La violence des gangs en Haïti continue de faire des victimes silencieuses : les femmes enceintes qui perdent la vie par manque de soins médicaux. Selon le Dr Ronald Laroche, qui s’exprimait sur Radio Magik9 le 21 novembre, quatre femmes enceintes sont décédées au cours des deux derniers jours. La raison ? Les chirurgiens et les anesthésistes, indispensables aux opérations, n’ont pas pu se rendre à l’hôpital à cause des zones contrôlées par les groupes armés.

Ces tragédies mettent en lumière une crise humanitaire qui va au-delà des chiffres froids des morts et des blessés. Derrière chaque victime, il y a une famille, un enfant à naître, des rêves brisés. Mais plus encore, ces décès reflètent l’effondrement d’un système de santé déjà fragile. L’accès aux soins d’urgence devient un luxe inaccessible pour les femmes enceintes vivant dans les zones influencées par les gangs.
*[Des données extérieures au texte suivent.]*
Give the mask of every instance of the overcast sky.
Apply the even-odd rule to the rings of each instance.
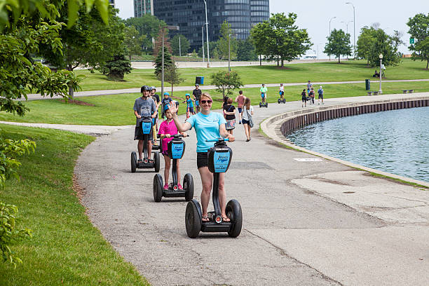
[[[156,0],[154,0],[156,1]],[[210,1],[210,0],[207,0]],[[297,24],[299,28],[307,29],[308,34],[313,43],[308,54],[317,53],[322,57],[322,50],[326,43],[326,37],[329,31],[329,19],[336,18],[331,21],[331,29],[343,29],[346,31],[346,23],[341,22],[353,20],[353,8],[350,4],[346,4],[348,0],[301,0],[285,1],[270,0],[270,13],[282,13],[286,14],[293,12],[298,15]],[[116,0],[116,8],[119,9],[119,16],[126,19],[134,15],[132,0]],[[356,41],[364,26],[370,26],[374,22],[379,22],[381,29],[388,34],[393,34],[393,30],[404,32],[402,41],[406,46],[402,46],[400,50],[404,53],[409,53],[408,45],[409,35],[407,34],[408,18],[418,13],[429,12],[429,0],[352,0],[355,5],[356,19]],[[210,29],[210,25],[209,25]],[[353,22],[348,24],[348,33],[353,42]]]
Cette situation appelle une action de la part de l’État et de la communauté internationale. Si la violence des gangs est le résultat d’années d’inaction et de mauvaise gouvernance, elle révèle aussi l’absence d’un plan concret de protection des civils. Les hôpitaux, censés être des lieux de refuge, se retrouvent isolés et sans personnel, personne n’osant emprunter des routes devenues des champs de bataille.

Ces morts soulèvent également une question cruciale : combien de femmes paieront ce prix si rien ne change ? Il est urgent d’établir des corridors humanitaires pour garantir la circulation des professionnels de santé. Sans ces mesures, les femmes enceintes continueront d’être les victimes collatérales d’une violence qu’elles ne peuvent ni fuir ni combattre.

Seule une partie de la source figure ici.